The Australian dollar was recently crushed not only against the US dollar, but also against the Euro and the British pound. The AUDUSD pair broke the 0.9100 support area to challenge the all-important 0.90 area. The central banks were reported to be behind the selling of the Australian dollar. Moreover, the recent economic releases in the US were also on the positive side. One of the examples was the NY fed manufacturing index, which registered a massive gain of 27.54, beating the forecast by a fair margin as the market was expecting a reading of 16.00. This boosted the US dollar in the short term, but somehow the Aussie dollar managed to hold the ground yesterday.

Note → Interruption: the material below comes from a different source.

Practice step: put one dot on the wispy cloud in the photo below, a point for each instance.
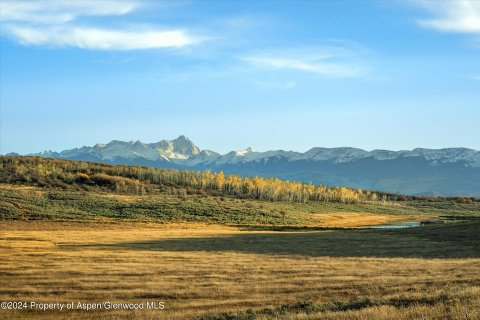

The AUDUSD pair opened this week with a gap lower, but the pair found buyers around the 0.90 support area yesterday and jumped higher. The pair managed to close the opening week gap. Moreover, there was a bearish trend line on the hourly chart, which was broken during the NY session. Currently, the pair is trading around the 23.6% fib retracement level of the last drop from the 0.9217 high to 0.8990 low. There is a chance that the pair might consolidate for some time around the 0.9040-50 levels, and then test another bearish trend line. Considering the oversold readings, there is a possibility that the pair might break the highlighted trend line and challenge the 50% fib retracement level in the short term.

AUDUSD_09_16_2014.png


Alternatively, if the pair moves lower from the current levels, then initial support is around the 0.9020 level, followed by the yesterday’s low of 0.8990.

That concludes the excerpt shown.